I'm having a problem logging into Twitter using friendstream. It keeps saying bad password. Yet on other Twitter apps I can log in fine. Is anyone else having this problem. I suspect its a problem with friendstream and Twitter the way it logs on. Maybe HTC have a fix? Or does anyone know a solution?

Sent from my HTC Desire using Tapatalk


----------



## souljacker (Apr 9, 2011)

I stopped using friendstream ages ago when Twitter started using OAuth and Friend Stream didn't support it. I use the official twitter app now and it's a million times better.

I'd have thought it would have been fixed by now, but maybe not.


----------



## mauvais (Apr 9, 2011)

It is fixed but maybe not on your phone. Have you updated the software, and who (e.g. network or what) did you buy it from?


----------



## ChrisC (Apr 9, 2011)

I bought it from T-Mobile in Southend. About 3 months ago. HTC Desire with stock Rom Froyo. It was working about a week ago perfectly. I have deleted the Twitter account and re set it up, as that's what Google search seemed to suggest. This is to no avail. I'm going to call HTC.

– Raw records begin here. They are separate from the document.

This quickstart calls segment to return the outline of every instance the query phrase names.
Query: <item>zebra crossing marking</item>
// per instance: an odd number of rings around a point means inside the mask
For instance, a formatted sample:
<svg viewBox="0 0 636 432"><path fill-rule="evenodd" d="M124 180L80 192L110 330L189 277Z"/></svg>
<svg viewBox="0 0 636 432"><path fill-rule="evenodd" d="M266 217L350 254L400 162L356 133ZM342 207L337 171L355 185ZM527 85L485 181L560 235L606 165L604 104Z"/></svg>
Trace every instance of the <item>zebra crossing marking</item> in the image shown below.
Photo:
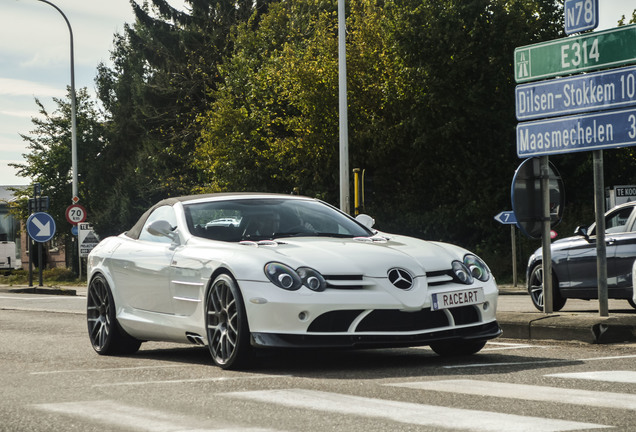
<svg viewBox="0 0 636 432"><path fill-rule="evenodd" d="M636 384L636 372L634 371L596 371L596 372L570 372L546 375L556 378L574 378L593 381L606 381L625 384Z"/></svg>
<svg viewBox="0 0 636 432"><path fill-rule="evenodd" d="M148 432L275 432L264 428L235 425L220 428L201 427L203 420L190 416L125 405L111 400L62 402L33 405L42 411L65 414L107 425ZM197 424L199 423L199 424Z"/></svg>
<svg viewBox="0 0 636 432"><path fill-rule="evenodd" d="M539 402L565 402L574 405L636 410L636 395L634 394L566 389L471 379L417 381L385 385L475 396L495 396Z"/></svg>
<svg viewBox="0 0 636 432"><path fill-rule="evenodd" d="M373 399L306 389L224 393L237 399L473 432L561 432L609 426L568 420Z"/></svg>

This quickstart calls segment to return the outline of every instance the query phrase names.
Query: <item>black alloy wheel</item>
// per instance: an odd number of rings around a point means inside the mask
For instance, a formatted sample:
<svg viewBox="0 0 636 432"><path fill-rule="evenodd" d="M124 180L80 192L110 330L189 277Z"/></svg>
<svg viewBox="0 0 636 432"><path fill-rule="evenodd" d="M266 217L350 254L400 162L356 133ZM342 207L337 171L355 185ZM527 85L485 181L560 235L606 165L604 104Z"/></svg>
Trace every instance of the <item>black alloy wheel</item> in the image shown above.
<svg viewBox="0 0 636 432"><path fill-rule="evenodd" d="M133 354L139 350L141 341L128 335L119 326L113 294L101 274L93 277L88 286L86 321L88 337L98 354Z"/></svg>
<svg viewBox="0 0 636 432"><path fill-rule="evenodd" d="M250 331L243 298L236 281L227 274L214 279L205 303L208 348L223 369L245 367L252 356Z"/></svg>
<svg viewBox="0 0 636 432"><path fill-rule="evenodd" d="M530 277L528 278L528 294L535 308L543 312L543 265L537 264L532 268ZM565 306L566 298L561 297L559 293L559 284L557 279L552 275L552 310L558 312Z"/></svg>

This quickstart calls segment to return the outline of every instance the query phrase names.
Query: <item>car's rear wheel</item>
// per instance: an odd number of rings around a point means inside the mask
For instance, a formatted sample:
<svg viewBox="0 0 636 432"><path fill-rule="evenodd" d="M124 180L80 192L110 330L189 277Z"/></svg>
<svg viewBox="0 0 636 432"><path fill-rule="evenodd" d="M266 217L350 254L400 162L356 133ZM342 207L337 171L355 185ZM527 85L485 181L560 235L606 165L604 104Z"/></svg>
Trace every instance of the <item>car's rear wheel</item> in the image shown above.
<svg viewBox="0 0 636 432"><path fill-rule="evenodd" d="M115 302L108 282L101 274L91 280L86 294L88 336L98 354L132 354L141 341L121 328L115 317Z"/></svg>
<svg viewBox="0 0 636 432"><path fill-rule="evenodd" d="M444 357L475 354L486 345L486 341L439 341L431 344L431 349Z"/></svg>
<svg viewBox="0 0 636 432"><path fill-rule="evenodd" d="M223 369L245 367L252 356L243 297L234 279L220 274L205 303L205 326L212 360Z"/></svg>
<svg viewBox="0 0 636 432"><path fill-rule="evenodd" d="M627 302L629 303L629 305L630 305L631 307L633 307L634 309L636 309L636 303L634 303L634 300L632 300L632 299L627 299Z"/></svg>
<svg viewBox="0 0 636 432"><path fill-rule="evenodd" d="M544 292L543 292L543 265L537 264L532 268L530 277L528 278L528 294L532 299L535 308L543 311ZM558 283L554 275L552 275L552 310L558 312L565 306L566 299L561 297L559 293Z"/></svg>

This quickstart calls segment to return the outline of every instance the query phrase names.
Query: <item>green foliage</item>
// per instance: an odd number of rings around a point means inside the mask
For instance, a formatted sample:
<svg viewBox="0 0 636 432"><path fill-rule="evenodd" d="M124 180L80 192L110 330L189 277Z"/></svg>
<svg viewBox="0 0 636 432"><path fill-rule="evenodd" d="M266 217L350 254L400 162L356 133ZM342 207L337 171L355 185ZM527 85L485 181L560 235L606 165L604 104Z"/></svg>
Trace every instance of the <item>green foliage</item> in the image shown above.
<svg viewBox="0 0 636 432"><path fill-rule="evenodd" d="M68 91L68 99L53 99L57 108L51 113L38 99L35 100L40 117L31 120L34 129L28 135L21 135L28 143L29 150L23 155L25 163L11 164L17 168L18 175L30 178L33 183L40 183L42 196L50 198L48 213L57 221L57 232L62 237L70 232L65 211L73 203L70 88ZM104 131L96 104L90 100L86 88L76 93L79 195L84 205L91 206L94 203L89 198L94 190L93 179L101 176L94 171L94 163L103 148ZM20 188L14 193L18 200L14 204L13 213L26 220L27 198L33 197L33 188ZM67 226L68 229L65 228Z"/></svg>

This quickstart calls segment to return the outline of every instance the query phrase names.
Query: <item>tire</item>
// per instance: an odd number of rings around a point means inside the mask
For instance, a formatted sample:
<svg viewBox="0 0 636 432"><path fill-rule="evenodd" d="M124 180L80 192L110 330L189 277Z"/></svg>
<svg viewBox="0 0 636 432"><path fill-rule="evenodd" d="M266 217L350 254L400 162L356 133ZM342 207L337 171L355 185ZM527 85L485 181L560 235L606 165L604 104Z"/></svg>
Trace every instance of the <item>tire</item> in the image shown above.
<svg viewBox="0 0 636 432"><path fill-rule="evenodd" d="M636 303L634 303L634 300L632 300L632 299L627 299L627 302L629 303L629 305L630 305L631 307L633 307L634 309L636 309Z"/></svg>
<svg viewBox="0 0 636 432"><path fill-rule="evenodd" d="M467 356L478 353L486 345L486 341L440 341L431 344L431 349L443 357Z"/></svg>
<svg viewBox="0 0 636 432"><path fill-rule="evenodd" d="M208 349L222 369L241 369L252 357L250 330L243 297L236 281L227 274L214 279L205 302Z"/></svg>
<svg viewBox="0 0 636 432"><path fill-rule="evenodd" d="M93 349L101 355L133 354L141 341L121 328L115 317L115 301L108 282L96 275L88 286L86 295L86 321L88 337Z"/></svg>
<svg viewBox="0 0 636 432"><path fill-rule="evenodd" d="M565 306L566 298L559 293L559 284L552 275L552 310L558 312ZM543 265L537 264L532 268L528 277L528 294L535 308L543 312Z"/></svg>

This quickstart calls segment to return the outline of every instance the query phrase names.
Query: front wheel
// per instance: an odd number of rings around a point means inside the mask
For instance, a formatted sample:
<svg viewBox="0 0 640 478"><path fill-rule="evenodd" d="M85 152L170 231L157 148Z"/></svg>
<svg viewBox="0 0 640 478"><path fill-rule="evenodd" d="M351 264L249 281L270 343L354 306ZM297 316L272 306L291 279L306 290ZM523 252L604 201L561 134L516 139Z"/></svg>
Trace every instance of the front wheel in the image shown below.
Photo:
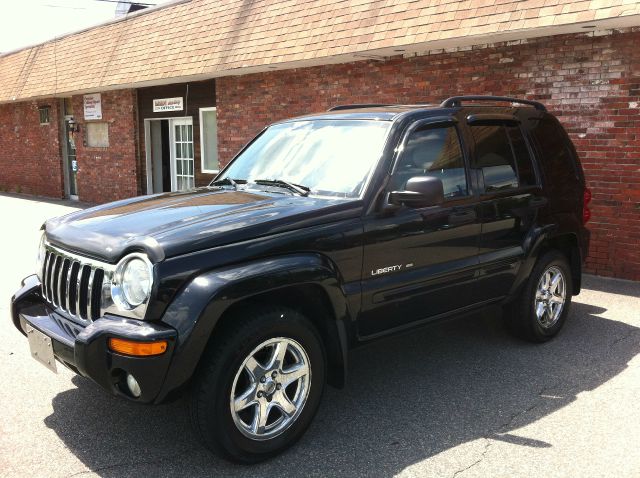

Sent from my HTC Desire using Tapatalk


----------



## mauvais (Apr 9, 2011)

What's the software version number? Settings -> About -> Software Info -> Software Number. Should be 2.29.405.5, although T-Mobile provided updates may vary.


----------



## ChrisC (Apr 9, 2011)

Software number is 2.12.110.4. Why do you ask out of interest?

Sent from my HTC Desire using Tapatalk


----------



## editor (Apr 9, 2011)

I never use the HTC software. Tweetdeck is much better.


----------



## ChrisC (Apr 9, 2011)

Ok Ed, I'll look into that. Cheers.

Sent from my HTC Desire using Tapatalk


----------



## Blagsta (Apr 9, 2011)

I found tweetdeck crashed constantly.


----------



## editor (Apr 9, 2011)

ChrisC said:


> Sent from my HTC Desire using Tapatalk


^^^
You can turn off that annoying message in Tapatalk preferences by the way.


----------



## ChrisC (Apr 9, 2011)

Done. Didn't know about it. Do you use tapatalk?


----------